How does XPath's contains() really work?
Brothers engaged in data collection should understand that web page element positioning is like a needle in a haystack. At this time XPath contains () function is your magnet, especially when the element characteristics are not obvious. For example, to find a page with all the "price" of the word div label, directly written as//div[contains(text(),'price')], much more flexible than matching with full text.
//[contains(@class,'btn_submit')] //find elements that contain the submit button style
//a[contains(@href,'product_detail')] //grab the product detail page link
How do proxy IPs and XPath work together?
Many websites anti-climbing mechanism thieves fine, the same IP frequent visits directly to your black. At this time we have toDynamic Residential Proxy for ipipgoOut of the gate, their IP pool is updated with 8000+ nodes per day. Let's say you want to collect price data from an e-commerce site:
import requests
from lxml import etree
proxies = {
'http': 'http://user:pass@gateway.ipipgo.com:9021'
}
resp = requests.get('https://xxx.com', proxies=proxies)
html = etree.HTML(resp.text)
prices = html.xpath('//span[contains(@class, "price")]')
A practical guide to avoiding the pit
I've encountered this pitfall: a website that hides the price in thedata-priceIn the attribute, the surface text reads "¥??". in the attribute, the surface text shows "¥? At this point, simply using text() to locate it would be a bust, and you'd have to write it this way:
//div[@id='goods']/@data-price // extract attribute values directly
With ipipgo'sIntelligent Rotation StrategyThe company has set up an automatic IP change every 5 minutes, and the collection success rate has soared directly from 50% to 95%. They can also see the use status of each IP in the background, which is really worry-free.
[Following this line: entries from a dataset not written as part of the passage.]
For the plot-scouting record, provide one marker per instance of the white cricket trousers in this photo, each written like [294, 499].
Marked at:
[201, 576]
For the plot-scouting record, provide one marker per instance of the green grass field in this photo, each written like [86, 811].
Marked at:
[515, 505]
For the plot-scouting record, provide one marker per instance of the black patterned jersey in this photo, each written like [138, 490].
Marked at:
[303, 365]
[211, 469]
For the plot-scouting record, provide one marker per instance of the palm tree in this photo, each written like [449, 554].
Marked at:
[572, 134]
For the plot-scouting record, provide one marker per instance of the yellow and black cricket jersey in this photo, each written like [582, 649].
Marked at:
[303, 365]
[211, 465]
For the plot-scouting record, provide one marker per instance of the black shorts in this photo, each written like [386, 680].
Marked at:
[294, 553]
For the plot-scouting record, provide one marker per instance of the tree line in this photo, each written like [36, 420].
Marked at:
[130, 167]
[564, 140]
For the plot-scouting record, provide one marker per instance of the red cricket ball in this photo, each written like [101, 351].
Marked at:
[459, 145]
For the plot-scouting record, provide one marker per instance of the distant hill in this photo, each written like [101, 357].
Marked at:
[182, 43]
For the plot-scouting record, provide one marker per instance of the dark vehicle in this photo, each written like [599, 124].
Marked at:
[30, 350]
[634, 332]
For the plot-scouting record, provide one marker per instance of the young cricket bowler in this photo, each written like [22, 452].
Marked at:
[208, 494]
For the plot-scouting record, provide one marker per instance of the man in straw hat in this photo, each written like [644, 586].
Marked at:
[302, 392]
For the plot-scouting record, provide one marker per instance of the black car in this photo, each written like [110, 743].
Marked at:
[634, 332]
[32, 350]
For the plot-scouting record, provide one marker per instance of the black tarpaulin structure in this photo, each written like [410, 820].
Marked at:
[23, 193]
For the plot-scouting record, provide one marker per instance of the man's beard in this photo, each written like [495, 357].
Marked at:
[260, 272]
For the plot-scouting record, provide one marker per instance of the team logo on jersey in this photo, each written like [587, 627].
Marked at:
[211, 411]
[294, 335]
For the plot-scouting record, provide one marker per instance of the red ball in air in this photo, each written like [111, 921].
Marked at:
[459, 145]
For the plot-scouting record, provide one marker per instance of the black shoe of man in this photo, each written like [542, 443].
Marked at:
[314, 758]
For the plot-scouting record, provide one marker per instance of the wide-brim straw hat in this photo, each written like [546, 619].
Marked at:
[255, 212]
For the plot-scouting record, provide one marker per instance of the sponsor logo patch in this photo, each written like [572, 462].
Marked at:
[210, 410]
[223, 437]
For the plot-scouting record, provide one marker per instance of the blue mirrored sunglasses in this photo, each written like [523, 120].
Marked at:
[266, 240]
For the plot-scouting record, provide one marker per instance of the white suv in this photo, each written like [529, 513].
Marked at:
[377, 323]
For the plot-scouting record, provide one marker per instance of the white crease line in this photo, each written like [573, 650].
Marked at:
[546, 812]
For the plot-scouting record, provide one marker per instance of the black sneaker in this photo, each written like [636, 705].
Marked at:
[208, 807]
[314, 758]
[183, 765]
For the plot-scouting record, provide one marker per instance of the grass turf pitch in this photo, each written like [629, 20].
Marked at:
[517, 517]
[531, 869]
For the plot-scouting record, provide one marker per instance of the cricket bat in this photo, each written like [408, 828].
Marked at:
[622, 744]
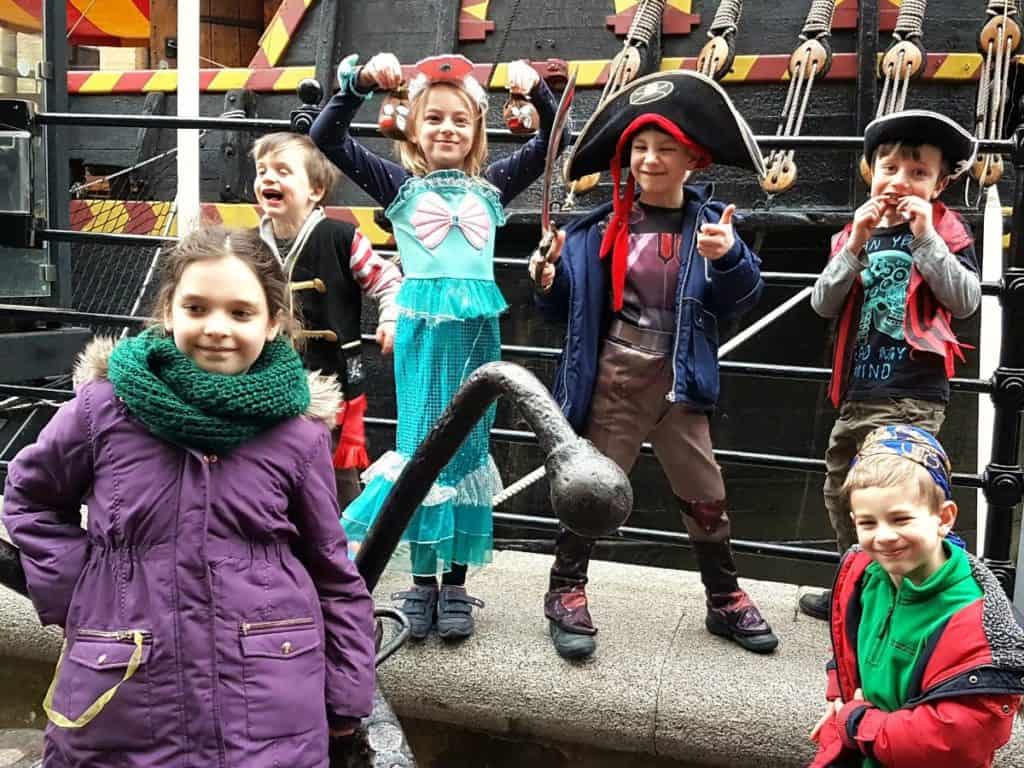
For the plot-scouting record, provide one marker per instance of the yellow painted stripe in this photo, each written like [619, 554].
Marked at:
[228, 79]
[292, 76]
[958, 67]
[365, 215]
[100, 82]
[478, 10]
[741, 67]
[162, 80]
[274, 40]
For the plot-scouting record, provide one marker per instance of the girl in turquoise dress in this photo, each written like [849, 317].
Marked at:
[444, 206]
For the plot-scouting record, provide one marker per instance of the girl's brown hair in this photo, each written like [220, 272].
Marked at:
[213, 243]
[412, 156]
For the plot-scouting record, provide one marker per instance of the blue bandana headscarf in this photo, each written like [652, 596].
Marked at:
[920, 446]
[914, 443]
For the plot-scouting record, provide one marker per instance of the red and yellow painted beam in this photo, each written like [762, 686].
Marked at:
[126, 217]
[124, 23]
[592, 74]
[280, 32]
[473, 23]
[677, 18]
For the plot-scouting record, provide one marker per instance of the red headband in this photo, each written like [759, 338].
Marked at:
[616, 237]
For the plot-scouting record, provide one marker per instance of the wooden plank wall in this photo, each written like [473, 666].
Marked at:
[228, 42]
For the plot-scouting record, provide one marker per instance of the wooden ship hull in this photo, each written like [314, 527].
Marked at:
[255, 72]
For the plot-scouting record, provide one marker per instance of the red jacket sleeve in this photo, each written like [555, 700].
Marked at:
[950, 733]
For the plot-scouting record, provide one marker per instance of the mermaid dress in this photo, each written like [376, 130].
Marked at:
[444, 226]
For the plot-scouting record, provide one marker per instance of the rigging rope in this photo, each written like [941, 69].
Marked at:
[720, 50]
[810, 60]
[997, 41]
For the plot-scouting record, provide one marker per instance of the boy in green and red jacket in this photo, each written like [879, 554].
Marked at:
[929, 653]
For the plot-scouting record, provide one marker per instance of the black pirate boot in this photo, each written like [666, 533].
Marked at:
[565, 604]
[731, 612]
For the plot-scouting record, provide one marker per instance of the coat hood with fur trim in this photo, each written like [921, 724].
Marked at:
[325, 392]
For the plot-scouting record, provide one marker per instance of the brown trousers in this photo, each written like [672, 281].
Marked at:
[630, 406]
[856, 419]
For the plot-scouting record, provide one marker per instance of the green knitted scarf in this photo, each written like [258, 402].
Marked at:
[214, 413]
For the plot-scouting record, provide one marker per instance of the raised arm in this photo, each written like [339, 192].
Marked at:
[347, 607]
[379, 177]
[514, 173]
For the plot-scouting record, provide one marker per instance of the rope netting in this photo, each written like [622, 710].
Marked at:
[112, 279]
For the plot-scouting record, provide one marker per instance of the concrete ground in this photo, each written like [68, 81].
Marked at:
[658, 685]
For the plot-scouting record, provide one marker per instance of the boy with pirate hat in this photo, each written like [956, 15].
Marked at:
[644, 283]
[898, 273]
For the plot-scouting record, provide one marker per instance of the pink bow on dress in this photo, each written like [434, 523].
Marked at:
[433, 219]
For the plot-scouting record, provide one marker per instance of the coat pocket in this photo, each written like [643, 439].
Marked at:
[100, 691]
[284, 674]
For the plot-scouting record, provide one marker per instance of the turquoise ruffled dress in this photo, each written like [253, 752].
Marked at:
[444, 226]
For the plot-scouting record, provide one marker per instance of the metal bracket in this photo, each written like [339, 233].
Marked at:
[1003, 485]
[1008, 388]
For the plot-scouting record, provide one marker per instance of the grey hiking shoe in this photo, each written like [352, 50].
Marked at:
[419, 604]
[816, 605]
[455, 612]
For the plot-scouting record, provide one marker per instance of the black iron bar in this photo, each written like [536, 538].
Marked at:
[673, 537]
[1004, 477]
[359, 130]
[740, 458]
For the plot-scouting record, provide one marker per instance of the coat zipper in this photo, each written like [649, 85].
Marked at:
[120, 635]
[254, 627]
[671, 396]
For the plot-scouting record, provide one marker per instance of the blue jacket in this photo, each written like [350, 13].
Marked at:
[708, 291]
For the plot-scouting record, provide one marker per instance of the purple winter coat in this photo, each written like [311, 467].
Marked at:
[256, 626]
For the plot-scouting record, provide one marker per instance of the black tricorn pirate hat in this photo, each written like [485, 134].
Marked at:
[923, 126]
[695, 103]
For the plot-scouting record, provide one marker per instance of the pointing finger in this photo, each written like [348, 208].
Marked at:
[726, 219]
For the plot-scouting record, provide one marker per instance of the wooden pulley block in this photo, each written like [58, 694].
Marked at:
[813, 55]
[393, 115]
[865, 171]
[520, 115]
[585, 184]
[990, 34]
[987, 169]
[320, 335]
[781, 174]
[905, 58]
[716, 57]
[308, 285]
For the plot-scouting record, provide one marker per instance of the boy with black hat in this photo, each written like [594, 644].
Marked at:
[897, 275]
[643, 292]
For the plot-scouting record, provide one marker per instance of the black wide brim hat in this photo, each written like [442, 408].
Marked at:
[695, 103]
[923, 127]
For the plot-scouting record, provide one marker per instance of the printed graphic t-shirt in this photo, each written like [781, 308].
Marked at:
[652, 270]
[884, 365]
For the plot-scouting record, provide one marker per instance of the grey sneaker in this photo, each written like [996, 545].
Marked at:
[455, 612]
[420, 605]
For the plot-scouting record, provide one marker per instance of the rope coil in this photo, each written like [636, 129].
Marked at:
[726, 18]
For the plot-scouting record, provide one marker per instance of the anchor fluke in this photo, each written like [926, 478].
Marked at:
[590, 495]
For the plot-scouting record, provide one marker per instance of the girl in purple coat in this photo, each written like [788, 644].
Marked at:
[212, 616]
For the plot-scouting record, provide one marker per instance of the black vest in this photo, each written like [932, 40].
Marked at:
[325, 255]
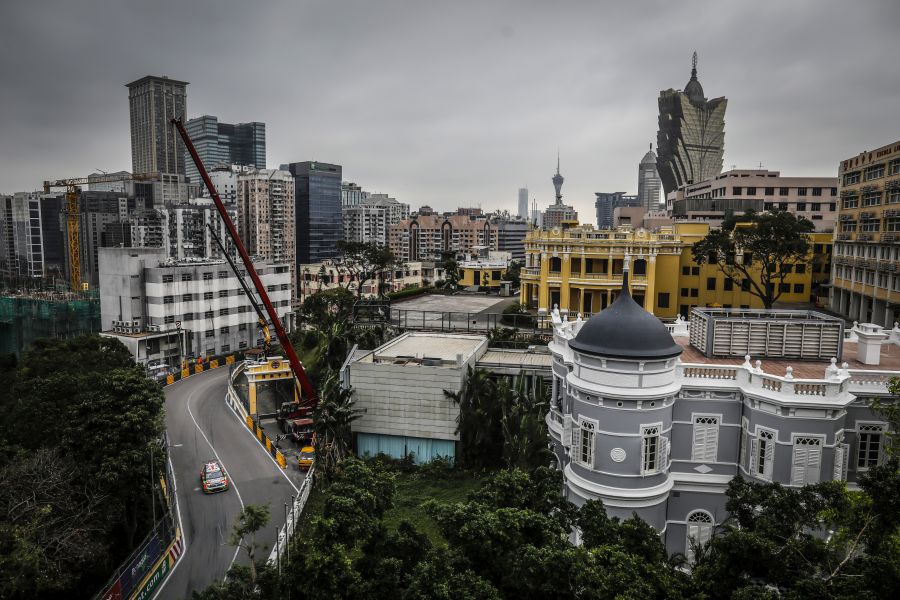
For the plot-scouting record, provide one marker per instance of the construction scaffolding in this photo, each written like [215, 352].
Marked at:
[30, 315]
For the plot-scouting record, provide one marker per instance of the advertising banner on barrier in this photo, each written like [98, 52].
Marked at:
[158, 576]
[140, 566]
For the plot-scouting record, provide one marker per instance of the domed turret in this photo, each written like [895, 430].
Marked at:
[625, 330]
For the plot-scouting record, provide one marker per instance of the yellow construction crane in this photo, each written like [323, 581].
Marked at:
[73, 224]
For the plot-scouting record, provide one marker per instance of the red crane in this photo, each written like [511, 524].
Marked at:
[309, 394]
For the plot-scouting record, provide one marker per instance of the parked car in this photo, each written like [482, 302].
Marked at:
[213, 477]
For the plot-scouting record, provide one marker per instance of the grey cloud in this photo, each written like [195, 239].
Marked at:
[452, 103]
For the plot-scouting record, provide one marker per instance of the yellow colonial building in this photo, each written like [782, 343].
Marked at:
[580, 270]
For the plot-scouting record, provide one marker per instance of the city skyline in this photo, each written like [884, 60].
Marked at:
[470, 99]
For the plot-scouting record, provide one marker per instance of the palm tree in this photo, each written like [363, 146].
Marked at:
[478, 423]
[331, 420]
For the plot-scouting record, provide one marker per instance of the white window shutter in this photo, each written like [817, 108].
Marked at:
[813, 464]
[770, 459]
[698, 451]
[798, 464]
[837, 471]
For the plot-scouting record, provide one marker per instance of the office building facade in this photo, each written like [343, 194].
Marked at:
[317, 207]
[221, 145]
[737, 191]
[691, 139]
[866, 277]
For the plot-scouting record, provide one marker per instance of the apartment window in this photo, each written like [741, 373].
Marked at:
[745, 440]
[874, 172]
[706, 438]
[869, 436]
[806, 463]
[652, 451]
[871, 199]
[764, 453]
[841, 460]
[698, 533]
[586, 443]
I'm sure you want to ask these.
Q: Is contains() case sensitive?
A: points! To find "PRICE" you need to write 'PRICE', we suggest using the translate() function first to convert to lowercase!
Q: How do I break dynamically loaded content?
A: Use ipipgo's firstHigh Stash AgentsBypass the backcrawl, and with a tool like Selenium, wait for the element to finish loading before grabbing the
Q: Does ipipgo survive long enough?
A: The actual test of their single IP can be used for 10-30 minutes, do regular collection is completely enough. If it is a long-term task, it is recommended to open API to extract new IP automatically.
Why ipipgo?
Having compared several proxy providers, ipipgo has three hardcore advantages:
| functionality | General Agent | ipipgo |
|---|---|---|
| IP Type | server room IP-based | Real Residential IP |
| concurrency | 50 threads | limitless |
| geographic location | Fixed cities | Select base station location on demand |
I was helping a client do a comparison capture last week and used their homeShanghai Local IP访问目标网站,居然比普通代理快3倍。后来才知道他们和三大运营商有通道,这波属实专业。
The Ultimate Combo
Finally, I'll share a private configuration plan:
- Created in the ipipgo consolepersistent sessionact on behalf of sb. in a responsible position
- XPath is written as
//[contains(@id,'result_')]Matching Dynamic IDs - Setup failure retry 3 times + automatic IP switching
This set of combinations tested daily average collection of 100,000 pieces of data without jamming. Especially for those who do cross-border e-commerce, use theirOverseas Native IPWith XPath positioning, catching competitor data is a sure thing.